RV Toxicity – A Real Problem

RV toxicity is a real problem that many people are not typically aware of until they purchase a new RV. In fact, not only many new recreational vehicles have toxicity problems, but older units can as well. What is the root cause of toxicity in RVs? In a nutshell, many of the building materials used to manufacture recreational vehicles are laden with chemical residue that slowly out gasses over time. That is why when many people enter new units they notice a pungent odor that irritates their eyes and throat. Even though there are Federal regulations that supposedly restrains the problem of RV toxicity, these regulations only offer a minimum requirement on the use of many types of materials.

What are the biggest chemical offenders?

The most often used chemicals in building materials are formaldehyde and petrochemicals, although there are many more than can be found. These by far are the most toxic to many people and have caused serious reactions such as respiratory problems, dizziness and general body weakness. Some people have suffered permanent health damage because they breathed the fumes from the interior of a camper. Formaldehyde is found in the most common places such as particle board and plywood in cabinets, flooring, walls, ceilings and in fabric. Petroleum based chemicals can be found in vinyl trim, floors, wall coverings, and bathrooms.

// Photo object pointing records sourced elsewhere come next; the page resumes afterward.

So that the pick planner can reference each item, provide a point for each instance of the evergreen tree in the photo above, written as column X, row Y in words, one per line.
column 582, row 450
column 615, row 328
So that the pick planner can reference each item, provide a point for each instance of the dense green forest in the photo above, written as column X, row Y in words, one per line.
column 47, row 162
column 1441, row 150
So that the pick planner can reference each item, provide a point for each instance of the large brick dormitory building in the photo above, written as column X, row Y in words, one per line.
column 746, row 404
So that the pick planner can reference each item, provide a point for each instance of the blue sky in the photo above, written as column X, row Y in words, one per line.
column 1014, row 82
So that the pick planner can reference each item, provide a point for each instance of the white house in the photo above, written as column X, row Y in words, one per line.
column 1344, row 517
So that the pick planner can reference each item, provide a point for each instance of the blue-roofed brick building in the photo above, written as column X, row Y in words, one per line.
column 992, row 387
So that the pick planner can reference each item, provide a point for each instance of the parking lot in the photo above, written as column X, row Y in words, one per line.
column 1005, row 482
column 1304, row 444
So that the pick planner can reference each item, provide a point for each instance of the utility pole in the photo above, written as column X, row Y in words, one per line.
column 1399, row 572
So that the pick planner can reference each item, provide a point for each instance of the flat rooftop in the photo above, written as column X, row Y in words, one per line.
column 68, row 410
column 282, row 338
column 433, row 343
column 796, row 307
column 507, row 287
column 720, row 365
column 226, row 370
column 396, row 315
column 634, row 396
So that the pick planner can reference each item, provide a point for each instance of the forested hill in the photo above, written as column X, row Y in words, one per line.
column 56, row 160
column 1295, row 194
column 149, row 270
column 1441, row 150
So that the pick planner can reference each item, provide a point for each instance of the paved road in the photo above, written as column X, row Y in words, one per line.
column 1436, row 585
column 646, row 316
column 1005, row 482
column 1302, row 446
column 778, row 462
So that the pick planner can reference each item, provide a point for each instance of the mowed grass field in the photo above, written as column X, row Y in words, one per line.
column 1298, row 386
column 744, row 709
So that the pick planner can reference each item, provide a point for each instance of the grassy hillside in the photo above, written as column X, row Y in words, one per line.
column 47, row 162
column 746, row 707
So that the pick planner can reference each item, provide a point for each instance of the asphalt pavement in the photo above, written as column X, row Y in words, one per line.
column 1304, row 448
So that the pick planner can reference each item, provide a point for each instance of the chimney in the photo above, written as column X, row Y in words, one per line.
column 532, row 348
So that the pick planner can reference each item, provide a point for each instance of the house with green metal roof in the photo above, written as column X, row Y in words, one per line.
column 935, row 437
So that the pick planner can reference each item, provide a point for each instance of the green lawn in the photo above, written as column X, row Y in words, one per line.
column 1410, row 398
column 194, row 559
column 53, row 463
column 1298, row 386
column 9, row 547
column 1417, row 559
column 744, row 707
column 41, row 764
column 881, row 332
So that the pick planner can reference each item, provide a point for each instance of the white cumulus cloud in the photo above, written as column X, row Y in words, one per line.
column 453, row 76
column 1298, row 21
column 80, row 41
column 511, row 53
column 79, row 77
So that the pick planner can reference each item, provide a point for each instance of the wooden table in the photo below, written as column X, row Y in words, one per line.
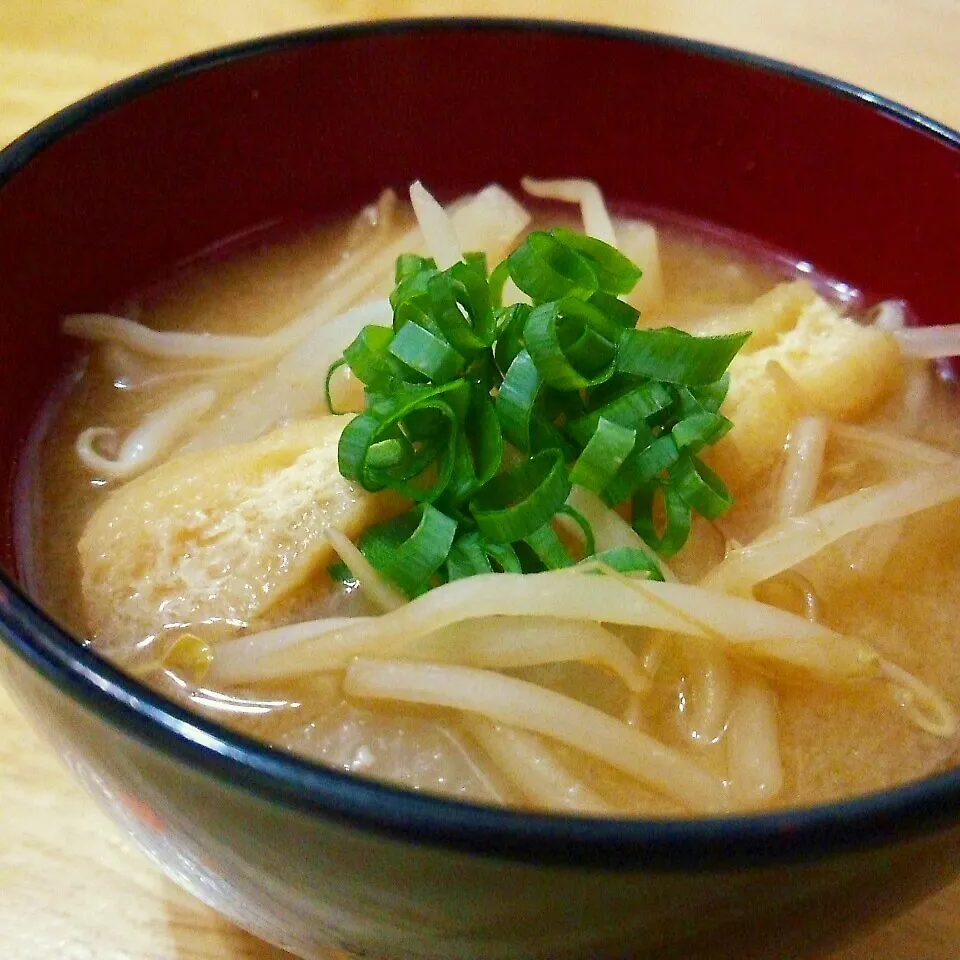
column 70, row 887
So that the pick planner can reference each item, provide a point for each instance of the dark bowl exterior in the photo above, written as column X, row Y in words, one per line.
column 109, row 194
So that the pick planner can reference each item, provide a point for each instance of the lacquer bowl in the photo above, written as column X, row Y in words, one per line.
column 115, row 190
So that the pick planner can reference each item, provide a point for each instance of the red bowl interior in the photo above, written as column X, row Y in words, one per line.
column 145, row 176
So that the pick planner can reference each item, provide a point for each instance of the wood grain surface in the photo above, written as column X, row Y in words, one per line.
column 71, row 888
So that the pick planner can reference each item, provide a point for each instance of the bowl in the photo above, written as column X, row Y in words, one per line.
column 107, row 194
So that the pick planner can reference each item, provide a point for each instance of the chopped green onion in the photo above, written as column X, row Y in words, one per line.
column 516, row 503
column 700, row 430
column 409, row 550
column 369, row 358
column 553, row 335
column 615, row 273
column 631, row 409
column 675, row 356
column 700, row 487
column 549, row 548
column 678, row 517
column 516, row 400
column 510, row 323
column 603, row 456
column 546, row 269
column 467, row 557
column 589, row 541
column 642, row 466
column 565, row 387
column 426, row 353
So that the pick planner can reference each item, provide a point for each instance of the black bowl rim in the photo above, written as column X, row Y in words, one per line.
column 239, row 762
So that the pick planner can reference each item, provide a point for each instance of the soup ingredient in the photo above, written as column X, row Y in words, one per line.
column 812, row 358
column 510, row 687
column 222, row 535
column 579, row 393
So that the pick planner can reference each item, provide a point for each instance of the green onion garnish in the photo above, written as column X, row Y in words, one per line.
column 485, row 416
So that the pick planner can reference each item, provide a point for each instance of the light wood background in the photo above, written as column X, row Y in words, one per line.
column 70, row 887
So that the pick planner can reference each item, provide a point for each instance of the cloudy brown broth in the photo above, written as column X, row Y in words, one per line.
column 895, row 586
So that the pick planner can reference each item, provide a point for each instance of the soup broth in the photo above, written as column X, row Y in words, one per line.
column 892, row 585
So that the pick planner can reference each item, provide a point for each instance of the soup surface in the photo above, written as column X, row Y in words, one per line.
column 759, row 718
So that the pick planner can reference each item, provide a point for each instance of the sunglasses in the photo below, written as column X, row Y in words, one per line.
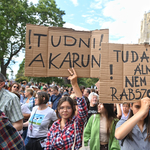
column 16, row 87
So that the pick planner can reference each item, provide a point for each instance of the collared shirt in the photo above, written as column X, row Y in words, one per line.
column 138, row 142
column 31, row 103
column 9, row 137
column 58, row 139
column 10, row 105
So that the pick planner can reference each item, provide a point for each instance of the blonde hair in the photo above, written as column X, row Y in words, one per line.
column 30, row 90
column 73, row 96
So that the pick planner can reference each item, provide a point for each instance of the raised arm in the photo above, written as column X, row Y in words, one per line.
column 119, row 112
column 82, row 106
column 122, row 131
column 74, row 83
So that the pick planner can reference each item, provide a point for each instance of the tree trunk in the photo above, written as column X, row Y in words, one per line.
column 3, row 67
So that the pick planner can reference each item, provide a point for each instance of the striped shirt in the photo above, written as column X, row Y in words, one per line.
column 10, row 105
column 58, row 139
column 9, row 137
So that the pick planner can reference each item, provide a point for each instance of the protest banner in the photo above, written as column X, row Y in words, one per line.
column 50, row 51
column 125, row 73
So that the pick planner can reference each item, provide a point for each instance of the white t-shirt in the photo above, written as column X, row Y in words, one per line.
column 39, row 122
column 25, row 109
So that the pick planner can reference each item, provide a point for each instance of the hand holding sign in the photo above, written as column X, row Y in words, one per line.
column 74, row 83
column 72, row 77
column 145, row 105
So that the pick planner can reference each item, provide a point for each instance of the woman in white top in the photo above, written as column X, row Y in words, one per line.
column 38, row 122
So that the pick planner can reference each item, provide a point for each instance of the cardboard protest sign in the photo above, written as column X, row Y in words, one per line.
column 50, row 51
column 125, row 73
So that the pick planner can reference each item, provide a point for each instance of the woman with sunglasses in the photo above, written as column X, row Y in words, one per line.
column 29, row 100
column 62, row 133
column 38, row 122
column 134, row 133
column 15, row 88
column 100, row 129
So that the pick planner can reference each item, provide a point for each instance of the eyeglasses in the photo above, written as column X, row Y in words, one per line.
column 16, row 87
column 65, row 108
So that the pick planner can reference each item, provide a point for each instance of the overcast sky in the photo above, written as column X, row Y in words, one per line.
column 122, row 18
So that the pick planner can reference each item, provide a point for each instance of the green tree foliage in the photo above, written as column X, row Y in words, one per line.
column 14, row 15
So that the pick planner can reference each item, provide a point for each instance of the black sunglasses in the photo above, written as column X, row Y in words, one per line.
column 16, row 87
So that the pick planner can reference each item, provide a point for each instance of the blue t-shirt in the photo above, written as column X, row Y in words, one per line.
column 55, row 99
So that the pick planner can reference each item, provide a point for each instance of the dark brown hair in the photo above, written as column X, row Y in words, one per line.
column 146, row 121
column 17, row 84
column 110, row 115
column 66, row 99
column 40, row 97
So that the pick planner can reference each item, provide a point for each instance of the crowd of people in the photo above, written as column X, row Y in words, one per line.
column 50, row 117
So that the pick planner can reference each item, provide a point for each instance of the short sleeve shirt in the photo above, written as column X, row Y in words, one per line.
column 138, row 142
column 55, row 99
column 10, row 105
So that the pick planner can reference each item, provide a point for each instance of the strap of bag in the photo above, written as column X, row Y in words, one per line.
column 83, row 132
column 74, row 136
column 56, row 98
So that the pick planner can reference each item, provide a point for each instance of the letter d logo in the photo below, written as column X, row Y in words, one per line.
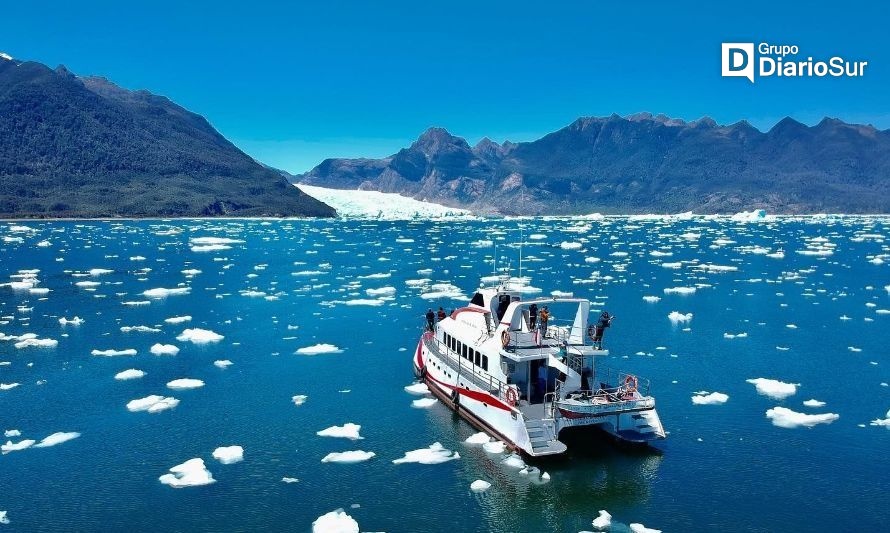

How can I avoid RV toxicity?

Frankly, in order to avoid toxic materials in most campers, you will either have to purchase a custom made RV or attempt to renovate an older one. There are a few manufacturers that will customize campers, but you will have to take a hands on approach and use a watchful eye during the process to ensure that there are no materials used that are beyond the toxic level that you prefer. A custom RV will be cost prohibitive for some.

In that case, it is possible to renovate an older camper, but you will also need to use a hands on approach in spelling out the types of materials you prefer and what you want removed or replaced. Again, a watchful eye is also needed to ensure that you actually get only the material you want placed in the unit.

Another option is to simply seal the interior of the RV as well as possible to inhibit chemical fumes from gassing off too much while you camp. A few companies such as the AIM Company offers products such as Safe Seal that can seal new carpet fumes, walls, wood, plastic and other problem areas. Some people have seen good results but it is certainly not as totally safe as renovating or customizing a new camper.